The cellular behavior of ginsenosides on cancer cells has not been measured directly despite their potent anticancer activities and biological actions. A liquid chromatography-mass spectrometry (LC-MS) method was developed to measure the selective cellular uptake of ginsenosides in both cell lysates and culture media. Fifteen ginsenosides were separated within 17 min with good peak shapes using a 2-mu m sub-particle size C18 column. Quantification was performed by triple-quadrupole MS with electrospray ionization in negative ion mode. The sample preparation containing the solid-phase extraction was linear (correlation coefficient, r(2)>0.992) for all analytes, while the limit of quantification ranged from 0.5 to 2.0 ng/mL in both matrices. The assay precision (%CV) and accuracy (%bias) at three different concentrations (5, 20, and 100 ng/mL) were 1.4% to 11.6% and 94.9% to 106.4%, respectively.

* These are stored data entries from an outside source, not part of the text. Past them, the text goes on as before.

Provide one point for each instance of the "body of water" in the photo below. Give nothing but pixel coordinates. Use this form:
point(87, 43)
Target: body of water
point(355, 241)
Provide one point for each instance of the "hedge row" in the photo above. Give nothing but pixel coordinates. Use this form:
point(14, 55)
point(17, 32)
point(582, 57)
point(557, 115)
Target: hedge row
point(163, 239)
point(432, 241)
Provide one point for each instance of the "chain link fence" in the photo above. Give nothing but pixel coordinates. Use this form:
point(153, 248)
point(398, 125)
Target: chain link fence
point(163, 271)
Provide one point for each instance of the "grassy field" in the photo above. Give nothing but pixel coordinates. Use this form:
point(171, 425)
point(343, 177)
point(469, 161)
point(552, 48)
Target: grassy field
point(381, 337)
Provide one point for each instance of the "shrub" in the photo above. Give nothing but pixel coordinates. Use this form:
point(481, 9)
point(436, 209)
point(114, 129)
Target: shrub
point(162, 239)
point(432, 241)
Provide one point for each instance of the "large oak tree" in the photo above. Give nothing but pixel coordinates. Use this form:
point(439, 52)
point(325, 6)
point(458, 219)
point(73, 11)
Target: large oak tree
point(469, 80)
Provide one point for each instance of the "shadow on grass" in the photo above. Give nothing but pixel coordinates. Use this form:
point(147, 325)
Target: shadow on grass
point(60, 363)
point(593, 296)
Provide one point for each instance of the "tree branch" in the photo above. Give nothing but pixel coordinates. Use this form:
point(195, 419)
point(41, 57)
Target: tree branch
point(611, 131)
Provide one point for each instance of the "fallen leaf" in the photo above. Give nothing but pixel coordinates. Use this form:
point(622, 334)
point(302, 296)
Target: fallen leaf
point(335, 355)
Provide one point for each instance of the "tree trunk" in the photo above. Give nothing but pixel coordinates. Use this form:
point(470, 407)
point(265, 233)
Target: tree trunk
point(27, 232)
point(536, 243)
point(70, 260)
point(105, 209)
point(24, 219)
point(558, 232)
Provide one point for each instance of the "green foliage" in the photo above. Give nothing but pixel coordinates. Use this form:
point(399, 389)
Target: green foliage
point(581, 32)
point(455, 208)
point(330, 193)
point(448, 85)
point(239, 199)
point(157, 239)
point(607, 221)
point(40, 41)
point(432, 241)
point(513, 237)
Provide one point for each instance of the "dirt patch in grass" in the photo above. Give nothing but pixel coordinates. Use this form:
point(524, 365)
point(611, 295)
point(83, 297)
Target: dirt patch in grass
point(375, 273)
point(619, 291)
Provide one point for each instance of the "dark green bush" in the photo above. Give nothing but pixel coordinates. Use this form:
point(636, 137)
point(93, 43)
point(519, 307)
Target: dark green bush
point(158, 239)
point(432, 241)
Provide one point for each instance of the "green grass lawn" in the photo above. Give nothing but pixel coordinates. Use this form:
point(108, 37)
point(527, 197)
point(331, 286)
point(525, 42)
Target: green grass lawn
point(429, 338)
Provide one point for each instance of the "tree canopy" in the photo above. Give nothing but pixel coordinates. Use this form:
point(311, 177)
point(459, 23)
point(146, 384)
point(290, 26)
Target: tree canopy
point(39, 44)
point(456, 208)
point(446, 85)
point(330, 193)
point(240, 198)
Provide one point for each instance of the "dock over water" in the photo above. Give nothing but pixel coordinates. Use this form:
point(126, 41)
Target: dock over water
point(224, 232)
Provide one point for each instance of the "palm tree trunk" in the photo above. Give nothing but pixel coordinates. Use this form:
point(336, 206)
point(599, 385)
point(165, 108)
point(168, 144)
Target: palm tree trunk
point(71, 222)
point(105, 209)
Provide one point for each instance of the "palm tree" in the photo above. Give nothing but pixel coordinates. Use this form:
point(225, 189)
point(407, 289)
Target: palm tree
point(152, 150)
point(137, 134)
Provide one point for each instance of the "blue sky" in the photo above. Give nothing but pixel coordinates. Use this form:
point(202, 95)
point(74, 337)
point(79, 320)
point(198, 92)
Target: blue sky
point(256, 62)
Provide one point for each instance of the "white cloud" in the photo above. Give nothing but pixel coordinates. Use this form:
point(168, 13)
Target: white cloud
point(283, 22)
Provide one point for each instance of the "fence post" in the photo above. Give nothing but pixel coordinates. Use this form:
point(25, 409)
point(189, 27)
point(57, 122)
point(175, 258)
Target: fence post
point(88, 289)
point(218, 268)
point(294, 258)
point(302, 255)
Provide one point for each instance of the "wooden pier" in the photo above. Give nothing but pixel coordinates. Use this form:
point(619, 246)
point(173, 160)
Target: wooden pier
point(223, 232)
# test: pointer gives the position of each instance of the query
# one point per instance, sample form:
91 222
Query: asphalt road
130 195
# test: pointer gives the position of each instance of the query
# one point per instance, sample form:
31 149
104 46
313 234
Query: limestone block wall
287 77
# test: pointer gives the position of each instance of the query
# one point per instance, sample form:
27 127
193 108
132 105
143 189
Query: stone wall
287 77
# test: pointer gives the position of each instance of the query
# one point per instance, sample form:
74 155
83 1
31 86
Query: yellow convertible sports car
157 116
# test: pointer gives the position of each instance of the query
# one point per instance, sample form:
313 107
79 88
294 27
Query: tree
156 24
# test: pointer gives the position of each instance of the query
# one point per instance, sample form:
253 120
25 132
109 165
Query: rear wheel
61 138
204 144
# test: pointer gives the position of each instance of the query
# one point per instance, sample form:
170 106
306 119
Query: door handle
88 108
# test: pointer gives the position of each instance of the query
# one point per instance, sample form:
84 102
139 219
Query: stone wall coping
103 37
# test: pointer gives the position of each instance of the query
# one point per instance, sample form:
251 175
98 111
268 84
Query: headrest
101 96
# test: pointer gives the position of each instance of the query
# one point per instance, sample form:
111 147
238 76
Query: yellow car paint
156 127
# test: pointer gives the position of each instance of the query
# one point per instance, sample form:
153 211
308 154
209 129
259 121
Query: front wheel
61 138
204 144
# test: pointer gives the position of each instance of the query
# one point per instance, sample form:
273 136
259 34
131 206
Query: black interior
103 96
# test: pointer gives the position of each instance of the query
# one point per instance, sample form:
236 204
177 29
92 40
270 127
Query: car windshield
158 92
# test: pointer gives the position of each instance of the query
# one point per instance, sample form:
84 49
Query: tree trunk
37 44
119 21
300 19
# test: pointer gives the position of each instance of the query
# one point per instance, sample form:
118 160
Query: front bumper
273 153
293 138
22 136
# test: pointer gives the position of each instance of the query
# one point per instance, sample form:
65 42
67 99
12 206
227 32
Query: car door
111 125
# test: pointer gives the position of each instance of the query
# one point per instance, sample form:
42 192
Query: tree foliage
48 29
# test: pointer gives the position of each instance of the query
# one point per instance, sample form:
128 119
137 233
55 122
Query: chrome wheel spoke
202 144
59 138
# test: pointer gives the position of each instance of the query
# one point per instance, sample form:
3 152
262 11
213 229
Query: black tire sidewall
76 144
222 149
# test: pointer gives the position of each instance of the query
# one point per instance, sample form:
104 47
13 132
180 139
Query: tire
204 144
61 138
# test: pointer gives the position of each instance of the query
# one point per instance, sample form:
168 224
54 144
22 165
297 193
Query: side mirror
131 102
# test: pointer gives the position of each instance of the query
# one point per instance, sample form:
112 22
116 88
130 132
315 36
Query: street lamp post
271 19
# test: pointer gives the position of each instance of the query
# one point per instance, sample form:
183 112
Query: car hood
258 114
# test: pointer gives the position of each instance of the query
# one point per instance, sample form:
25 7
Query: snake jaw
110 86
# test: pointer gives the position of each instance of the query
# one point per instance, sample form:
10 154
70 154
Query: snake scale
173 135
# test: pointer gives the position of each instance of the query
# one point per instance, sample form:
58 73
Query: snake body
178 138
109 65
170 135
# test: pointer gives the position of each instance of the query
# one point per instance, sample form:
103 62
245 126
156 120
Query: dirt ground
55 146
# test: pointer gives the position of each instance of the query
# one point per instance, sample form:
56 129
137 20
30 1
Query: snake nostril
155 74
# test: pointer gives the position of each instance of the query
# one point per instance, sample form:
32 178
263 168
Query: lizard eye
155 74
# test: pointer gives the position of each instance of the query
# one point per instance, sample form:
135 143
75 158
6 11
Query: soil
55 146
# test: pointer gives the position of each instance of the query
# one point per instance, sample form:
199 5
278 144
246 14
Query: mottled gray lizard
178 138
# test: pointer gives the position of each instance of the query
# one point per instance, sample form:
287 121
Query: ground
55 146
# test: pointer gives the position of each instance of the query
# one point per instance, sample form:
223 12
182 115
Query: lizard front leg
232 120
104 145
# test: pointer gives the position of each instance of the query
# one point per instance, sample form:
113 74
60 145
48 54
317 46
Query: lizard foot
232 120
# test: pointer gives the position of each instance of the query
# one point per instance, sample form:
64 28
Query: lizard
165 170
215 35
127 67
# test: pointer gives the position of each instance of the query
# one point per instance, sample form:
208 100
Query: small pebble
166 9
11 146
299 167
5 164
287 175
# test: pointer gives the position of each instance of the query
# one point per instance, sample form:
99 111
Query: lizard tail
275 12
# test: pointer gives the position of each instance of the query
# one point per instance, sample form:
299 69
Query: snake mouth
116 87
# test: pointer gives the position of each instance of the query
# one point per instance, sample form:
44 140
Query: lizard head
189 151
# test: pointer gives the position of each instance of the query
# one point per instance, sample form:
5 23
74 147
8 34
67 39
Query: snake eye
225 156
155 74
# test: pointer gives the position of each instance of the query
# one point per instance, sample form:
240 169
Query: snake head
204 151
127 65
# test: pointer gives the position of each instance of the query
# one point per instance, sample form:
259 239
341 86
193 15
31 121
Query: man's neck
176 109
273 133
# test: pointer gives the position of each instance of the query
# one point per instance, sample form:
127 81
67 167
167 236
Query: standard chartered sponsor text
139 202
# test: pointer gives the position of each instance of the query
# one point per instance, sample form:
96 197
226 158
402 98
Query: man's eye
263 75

When this method was used to examine the selective cellular uptake of ginsenosides, the relative non-polar and protopanaxadiol class ginsenosides, such as Rg3, Rk1, Rg5, Rh2, compound-K, and protopanaxadiol (PPD), showed cellular uptake in the MCF-7 cells, but the relative polar and protopanaxatriol class of ginsenosides did not accumulate in the cells. The most non-polar ginsenoside PPD, which is an aglycone of the protopanaxadiol type, resulted in the highest uptake rate. These results show that the different anticancer activities are due to the selective uptake of ginsenosides based on their chemical structures. This LC-MS-based method can be used to estimate the biological activity of ginsenosides on cells from their structural diversity.